Civil death is a legal status with roots in ancient Greece and brought to the American colonies from England. It deprived individuals convicted of certain offenses, often those with capital or life sentences, of all of their legal rights. Although civil death mostly disappeared in the mid-twentieth century, one of its vestiges is the disenfranchisement of individuals convicted of a felony offense, enshrined in various forms in most state constitutions and statutes, including Minnesota’s. Minnesota has retained essentially the same disenfranchisement law adopted upon gaining statehood in 1857. However, since that time, Minnesota’s criminal justice system has undergone massive changes, especially in its expansion in scope—resulting in one of the highest rates of correctional control in the country, and one of the highest rates of felony disenfranchisement in the country and by far in the region.
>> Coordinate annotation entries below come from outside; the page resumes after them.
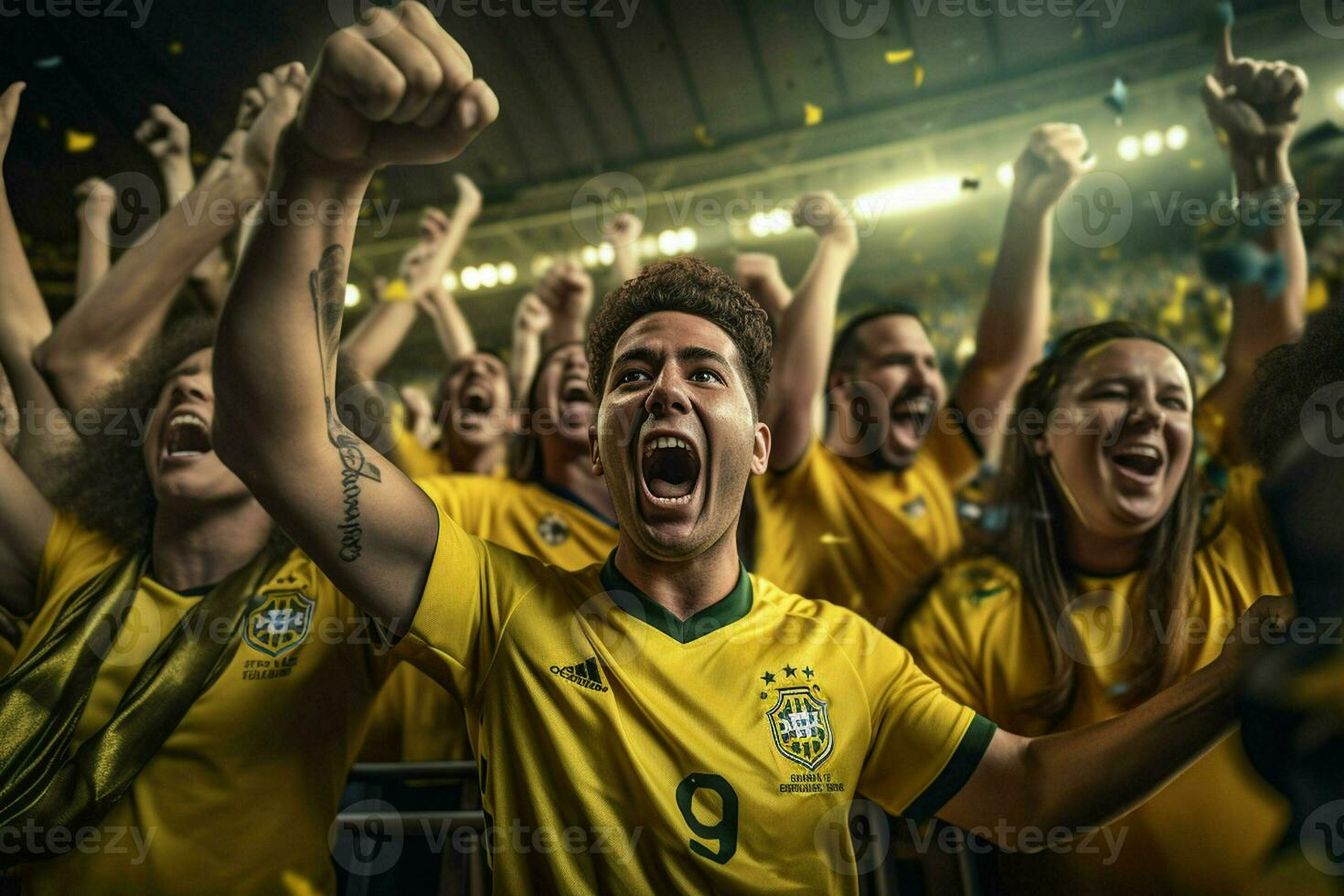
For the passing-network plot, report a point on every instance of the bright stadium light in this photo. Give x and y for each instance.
(668, 242)
(687, 240)
(910, 197)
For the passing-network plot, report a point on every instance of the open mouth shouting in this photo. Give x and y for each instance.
(669, 470)
(186, 437)
(1138, 463)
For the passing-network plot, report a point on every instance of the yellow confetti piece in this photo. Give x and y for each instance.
(80, 142)
(397, 292)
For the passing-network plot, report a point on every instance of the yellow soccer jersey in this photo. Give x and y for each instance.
(1211, 827)
(417, 720)
(623, 750)
(864, 539)
(240, 795)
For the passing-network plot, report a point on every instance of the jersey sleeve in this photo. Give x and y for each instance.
(471, 595)
(925, 744)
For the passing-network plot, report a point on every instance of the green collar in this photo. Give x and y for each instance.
(641, 606)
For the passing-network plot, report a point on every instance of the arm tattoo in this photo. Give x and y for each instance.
(326, 286)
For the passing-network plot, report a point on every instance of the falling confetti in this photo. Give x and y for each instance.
(78, 142)
(1118, 98)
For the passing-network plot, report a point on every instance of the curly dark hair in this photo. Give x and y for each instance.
(691, 286)
(1286, 378)
(103, 481)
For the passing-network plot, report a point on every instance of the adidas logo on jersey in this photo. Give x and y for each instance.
(585, 675)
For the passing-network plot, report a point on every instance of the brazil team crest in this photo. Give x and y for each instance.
(280, 624)
(801, 727)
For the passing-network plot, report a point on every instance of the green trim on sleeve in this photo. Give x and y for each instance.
(955, 773)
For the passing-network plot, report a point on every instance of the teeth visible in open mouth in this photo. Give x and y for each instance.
(664, 441)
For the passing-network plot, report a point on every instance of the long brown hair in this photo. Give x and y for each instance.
(1031, 540)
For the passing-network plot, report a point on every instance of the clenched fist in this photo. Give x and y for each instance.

This Article proposes that Minnesota’s essentially unchanged 157-year-old policy warrants careful reconsideration. An analysis of the modern manifestation of the policy reveals that its modern impact is greatly divergent from its original intent and impact, the product of a greatly expanded criminal justice system. A cost-benefit analysis also reveals that there essentially are no tangible benefits to Minnesota’s current disenfranchisement policy, that its costs are high, and that there are tangible benefits to reform. The policy provides no public safety benefit, may even reduce public safety, perpetuates racial disparities, confuses elections, and unnecessarily expends government resources. These negative policy impacts weighed against little to no benefit, combined with changes in criminal justice politics and recent national events, may provide a ripe time for reform.